Snorkel AI is looking for a staff distributed systems architect and backend engineer. The company’s flagship product is a cloud-based enterprise software used by data scientists and ML engineers. Snorkel products are used by large enterprises to solve their most impactful problems in today’s data-centric AI world.
You will be part of the backend team that is building a scalable and reliable distributed system that empowers users to solve their most pressing needs in a data-centric AI world. The team has a variety of technical backgrounds, from machine learning PhDs to full-stack engineers who are building large-scale production systems. You will become one of these pragmatic, high-output, product-focused engineers.
Main Responsibilities
- Prototype, optimize, and maintain scalable back-end services that will power new ML development workflows
- Design extensible and testable interfaces between internal services including the underlying storage and data models
- Own the architecture, design, development, and operations of large-scale systems designed for AI/ML tasks including data management systems, data engineering workflow systems, distributed compute systems and connect to the front-end components
- Work with customers to understand their product use case, desired capabilities, and scale requirements and translate that to engineering specifications and code
- Be an engaged team player in a customer-focused cross-functional environment where you will feel excited to take on whatever is most impactful for the company and product
- Work a hybrid schedule with one or two days per week in our Redwood City HQ and work remotely with "No Meeting" Tuesdays and Thursdays
Required Qualifications
- Bachelor's degree in Computer Science or related field
- 4+ years experience in delivering distributed systems and services in a production setting for cloud-native applications
- Ability to design and build efficient scalable data storage and retrieval systems for AI/ML tasks
- Strong communication and coding skills with emphasis on designing for scale and robustness
- Proactive and positive attitude to lead, learn, troubleshoot and take ownership of shipping multi-quarter large feature development as well as immediate debugging and unblocking customers
Preferred Qualifications
- 8+ years of professional software engineering experience
- Experience with architecting and developing production web-scale systems (monitoring, telemetry, performance, reliability, triage and debug)

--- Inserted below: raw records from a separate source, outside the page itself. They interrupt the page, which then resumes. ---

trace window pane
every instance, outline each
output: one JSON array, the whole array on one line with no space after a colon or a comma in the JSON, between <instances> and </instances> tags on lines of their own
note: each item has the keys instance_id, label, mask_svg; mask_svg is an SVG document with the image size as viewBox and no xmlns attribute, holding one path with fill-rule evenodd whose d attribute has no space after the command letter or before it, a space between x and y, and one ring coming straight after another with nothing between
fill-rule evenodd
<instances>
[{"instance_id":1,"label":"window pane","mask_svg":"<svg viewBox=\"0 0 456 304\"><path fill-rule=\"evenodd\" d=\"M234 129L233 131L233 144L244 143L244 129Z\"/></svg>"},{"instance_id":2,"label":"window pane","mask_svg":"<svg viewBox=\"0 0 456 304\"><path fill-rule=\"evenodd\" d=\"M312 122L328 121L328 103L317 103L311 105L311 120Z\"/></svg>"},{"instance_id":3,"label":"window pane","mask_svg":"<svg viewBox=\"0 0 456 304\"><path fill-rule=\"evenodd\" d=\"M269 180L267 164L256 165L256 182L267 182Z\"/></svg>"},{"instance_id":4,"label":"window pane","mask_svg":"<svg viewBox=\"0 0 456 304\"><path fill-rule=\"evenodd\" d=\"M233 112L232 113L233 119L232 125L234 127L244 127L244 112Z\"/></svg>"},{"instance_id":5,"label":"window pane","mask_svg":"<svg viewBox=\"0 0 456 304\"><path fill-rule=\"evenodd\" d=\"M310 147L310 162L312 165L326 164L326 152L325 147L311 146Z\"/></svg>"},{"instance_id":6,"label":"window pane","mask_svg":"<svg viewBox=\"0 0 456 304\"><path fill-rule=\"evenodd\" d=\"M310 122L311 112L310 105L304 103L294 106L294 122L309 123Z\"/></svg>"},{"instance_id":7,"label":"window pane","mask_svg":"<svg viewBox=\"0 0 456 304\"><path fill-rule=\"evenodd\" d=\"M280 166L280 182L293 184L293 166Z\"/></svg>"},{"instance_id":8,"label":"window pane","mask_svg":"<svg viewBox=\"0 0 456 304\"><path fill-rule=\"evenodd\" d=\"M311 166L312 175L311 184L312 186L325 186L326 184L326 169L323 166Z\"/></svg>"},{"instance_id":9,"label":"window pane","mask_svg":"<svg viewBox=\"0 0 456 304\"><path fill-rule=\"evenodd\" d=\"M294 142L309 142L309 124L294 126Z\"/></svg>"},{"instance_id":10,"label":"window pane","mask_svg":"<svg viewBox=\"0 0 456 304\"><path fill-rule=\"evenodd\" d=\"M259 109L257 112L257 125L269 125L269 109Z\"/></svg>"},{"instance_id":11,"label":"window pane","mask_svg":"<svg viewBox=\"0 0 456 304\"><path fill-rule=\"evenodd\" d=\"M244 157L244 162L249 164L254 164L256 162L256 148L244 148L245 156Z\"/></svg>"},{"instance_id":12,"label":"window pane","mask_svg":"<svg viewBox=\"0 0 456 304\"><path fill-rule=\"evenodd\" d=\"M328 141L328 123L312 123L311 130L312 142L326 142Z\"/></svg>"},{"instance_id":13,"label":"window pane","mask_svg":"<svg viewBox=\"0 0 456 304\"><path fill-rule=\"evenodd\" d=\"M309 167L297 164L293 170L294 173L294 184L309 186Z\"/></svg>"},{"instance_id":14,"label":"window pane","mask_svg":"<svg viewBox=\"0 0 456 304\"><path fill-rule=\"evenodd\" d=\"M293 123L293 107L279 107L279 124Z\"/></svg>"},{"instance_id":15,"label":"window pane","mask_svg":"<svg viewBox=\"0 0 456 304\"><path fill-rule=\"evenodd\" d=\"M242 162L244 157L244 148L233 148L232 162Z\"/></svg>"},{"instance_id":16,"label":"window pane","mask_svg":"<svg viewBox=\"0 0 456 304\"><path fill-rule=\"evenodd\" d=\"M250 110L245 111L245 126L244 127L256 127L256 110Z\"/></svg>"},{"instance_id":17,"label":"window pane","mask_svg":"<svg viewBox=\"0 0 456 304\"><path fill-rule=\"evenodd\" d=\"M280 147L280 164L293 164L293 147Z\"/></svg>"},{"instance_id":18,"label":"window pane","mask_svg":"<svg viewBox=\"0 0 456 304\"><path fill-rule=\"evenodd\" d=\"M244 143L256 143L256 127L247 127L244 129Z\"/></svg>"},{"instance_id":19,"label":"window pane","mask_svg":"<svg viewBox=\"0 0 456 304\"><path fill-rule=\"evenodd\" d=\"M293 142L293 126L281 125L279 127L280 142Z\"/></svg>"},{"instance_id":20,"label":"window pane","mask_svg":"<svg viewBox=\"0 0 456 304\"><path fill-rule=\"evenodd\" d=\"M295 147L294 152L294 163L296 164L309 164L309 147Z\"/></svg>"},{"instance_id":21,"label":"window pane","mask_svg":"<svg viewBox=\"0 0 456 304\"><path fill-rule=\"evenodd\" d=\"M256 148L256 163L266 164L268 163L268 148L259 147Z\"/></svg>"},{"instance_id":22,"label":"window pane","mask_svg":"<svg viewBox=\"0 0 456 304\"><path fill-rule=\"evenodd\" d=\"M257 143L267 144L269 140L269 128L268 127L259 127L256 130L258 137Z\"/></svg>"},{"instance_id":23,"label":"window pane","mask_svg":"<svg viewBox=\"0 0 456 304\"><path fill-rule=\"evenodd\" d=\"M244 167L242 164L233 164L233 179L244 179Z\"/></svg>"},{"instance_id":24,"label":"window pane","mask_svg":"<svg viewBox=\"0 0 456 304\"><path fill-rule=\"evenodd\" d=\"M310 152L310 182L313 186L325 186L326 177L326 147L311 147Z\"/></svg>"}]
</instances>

- Strong development and debugging skills in Python
- Experience developing enterprise software products for machine learning and/or data science applications
- Experience with distributed compute frameworks and/or deep learning frameworks
- Experience building and maintaining large scale, distributed and high performance data pipelines
The salary range for our Tier 1 locations of San Francisco, Seattle, Los Angeles & New York is $191,000.00 - $225,000.00.